How About Crime Preventers Instead of Crime Stoppers?
Kris Andreychuk, Supervisor of Community Safety in the City of Edmonton’s Neighbourhood Empowerment Team, was frustrated.
His teams of social workers, police officers and youth workers were great at helping move criminals or juvenile offenders onto a better path after they’d been involved in a crime, but he couldn’t help thinking:
Wouldn’t it be better if we could predict areas where crime would be most likely to be brewing and work to improve those neighbourhoods before crimes happen?
That led him to contact Stephane Contre, Chief Analytics Officer of Edmonton’s Open City Team, to see how they could use the masses of data the City had access to in order to identify patterns that are likely to cause crime in a particular area.
Not the Usual Suspects
In our guts, most of us think we have a pretty good idea of where crime is likely to occur and the sorts of people who are likely to commit it. And, sure, certain parts of any city are likely to have higher crime rates than others.
But even in a slum, the vast majority of residents are not criminals. So how do you narrow it down to a much more specific area — say a couple of city blocks — so you can be more targeted in your interventions?
That’s what they did in this project.
From 16 Crime Variables to 233?
Starting with a literature review, Andreychuk and Contre came up with a list of 16 variables that research showed were typically associated with crime. But none of them told the whole story.
So they reached out to the community and asked citizens, social workers, police and others to list variables they thought might be somehow correlated with crime, either with higher crime rates or with lower ones.
They came up with a list of 233 possible factors.
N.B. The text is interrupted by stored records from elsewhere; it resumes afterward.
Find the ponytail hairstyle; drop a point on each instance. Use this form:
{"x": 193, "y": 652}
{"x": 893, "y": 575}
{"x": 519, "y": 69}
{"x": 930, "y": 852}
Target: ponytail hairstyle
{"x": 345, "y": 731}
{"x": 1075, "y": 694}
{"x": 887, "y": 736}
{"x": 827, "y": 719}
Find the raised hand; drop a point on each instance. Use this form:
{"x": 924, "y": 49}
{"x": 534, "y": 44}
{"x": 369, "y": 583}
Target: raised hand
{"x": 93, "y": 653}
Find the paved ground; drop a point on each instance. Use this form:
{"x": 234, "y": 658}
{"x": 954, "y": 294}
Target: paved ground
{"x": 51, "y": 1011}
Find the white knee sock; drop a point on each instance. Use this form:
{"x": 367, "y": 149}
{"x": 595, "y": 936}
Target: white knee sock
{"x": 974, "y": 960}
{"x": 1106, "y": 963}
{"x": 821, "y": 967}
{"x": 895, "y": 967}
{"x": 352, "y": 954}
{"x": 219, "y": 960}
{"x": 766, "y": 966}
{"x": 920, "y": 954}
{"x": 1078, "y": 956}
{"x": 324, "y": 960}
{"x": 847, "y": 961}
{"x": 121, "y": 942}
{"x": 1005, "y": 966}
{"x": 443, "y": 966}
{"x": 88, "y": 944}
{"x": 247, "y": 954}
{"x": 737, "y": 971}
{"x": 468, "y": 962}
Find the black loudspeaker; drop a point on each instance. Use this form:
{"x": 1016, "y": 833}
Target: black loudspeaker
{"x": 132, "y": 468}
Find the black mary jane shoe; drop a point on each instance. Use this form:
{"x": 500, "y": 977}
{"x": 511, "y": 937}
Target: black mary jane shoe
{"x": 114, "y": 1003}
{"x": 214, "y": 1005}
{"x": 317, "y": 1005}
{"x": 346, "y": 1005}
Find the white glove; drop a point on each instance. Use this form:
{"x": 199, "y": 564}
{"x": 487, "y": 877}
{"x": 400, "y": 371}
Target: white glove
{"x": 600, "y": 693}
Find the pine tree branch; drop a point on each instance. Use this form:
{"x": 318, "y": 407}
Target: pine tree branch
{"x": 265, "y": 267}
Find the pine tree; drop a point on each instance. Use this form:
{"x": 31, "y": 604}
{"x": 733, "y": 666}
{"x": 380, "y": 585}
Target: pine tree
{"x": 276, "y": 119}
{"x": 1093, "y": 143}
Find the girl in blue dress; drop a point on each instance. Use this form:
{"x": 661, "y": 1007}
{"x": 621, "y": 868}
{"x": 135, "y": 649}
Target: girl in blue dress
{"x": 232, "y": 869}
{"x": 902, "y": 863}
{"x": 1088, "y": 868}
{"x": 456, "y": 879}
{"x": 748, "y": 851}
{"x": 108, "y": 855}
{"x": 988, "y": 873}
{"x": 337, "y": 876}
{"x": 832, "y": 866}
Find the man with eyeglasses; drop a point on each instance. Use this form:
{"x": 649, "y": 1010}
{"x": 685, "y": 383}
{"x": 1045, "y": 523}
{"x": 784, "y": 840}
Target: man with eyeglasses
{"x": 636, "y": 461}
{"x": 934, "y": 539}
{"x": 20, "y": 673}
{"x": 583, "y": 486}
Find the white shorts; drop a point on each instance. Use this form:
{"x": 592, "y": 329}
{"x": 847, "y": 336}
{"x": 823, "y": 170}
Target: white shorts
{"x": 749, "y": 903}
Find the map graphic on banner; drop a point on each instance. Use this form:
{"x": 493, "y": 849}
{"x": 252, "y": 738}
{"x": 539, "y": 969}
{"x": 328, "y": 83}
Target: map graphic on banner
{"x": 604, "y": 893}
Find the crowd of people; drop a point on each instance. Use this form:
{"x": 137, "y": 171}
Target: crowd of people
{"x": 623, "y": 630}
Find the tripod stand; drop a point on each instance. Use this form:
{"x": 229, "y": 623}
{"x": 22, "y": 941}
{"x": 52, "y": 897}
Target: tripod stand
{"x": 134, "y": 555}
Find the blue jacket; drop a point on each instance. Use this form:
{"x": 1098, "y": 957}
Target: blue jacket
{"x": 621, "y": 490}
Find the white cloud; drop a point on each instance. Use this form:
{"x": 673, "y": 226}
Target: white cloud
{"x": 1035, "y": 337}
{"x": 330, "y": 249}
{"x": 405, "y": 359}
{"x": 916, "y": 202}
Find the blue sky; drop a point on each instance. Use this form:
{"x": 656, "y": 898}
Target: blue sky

The great thing about artificial intelligence and machine learning, Andreychuk and Contre told me in our interview after their recent talk to the Marketing Research & Intelligence Association’s Alberta Chapter, is that “we didn’t have to be the goalkeeper,” deciding whose ideas to include and whose to exclude.
The system could analyse them all.
Bring On The Data Sets!
Then they looked at what data sets they could get a hold of that might include the 233 variables the public and experts came up with. This included data from sources as diverse as Parks and Recreation databases to police crime stats.
They ended up looking at variables that, on their own, would seem to have no obvious correlation, such as the location of picnic tables.
In the end, they determined that no single variable had a strong correlation with crime (not even things you’d think would) but there were 92 distinct combinations of factors that were predictive of very specific areas where crime was a higher risk.
So, for example, a combination of recovered stolen vehicles, a low density of picnic tables, and a high number of youth centres, was one such pattern.
But Data Doesn’t Tell The Whole Story
As powerful as the data is, you still need to bring the experience of humans on the front line to bear in order to come to useful conclusions about the data.
Adding more picnic tables won’t solve the problem.
In one case, it turned out that the recovered stolen vehicles weren’t actually from auto thefts by locals, but rather from “dial-a-dopers” in another part of the city, who’d leave their stolen vehicles there. This was well known to the local youth workers, but not something that the artificial intelligence would have put together.
The Data’s In, But How Do You Change Beliefs?
In the interview we also talk about how to change people’s long-held beliefs about the causes of crime and ways to fight it. And that comes down to many of the change management factors we’ve discussed often in this blog.
As Contre put it,
“The analytics is the easy part…. The hard part is that other part of changing mentalities.”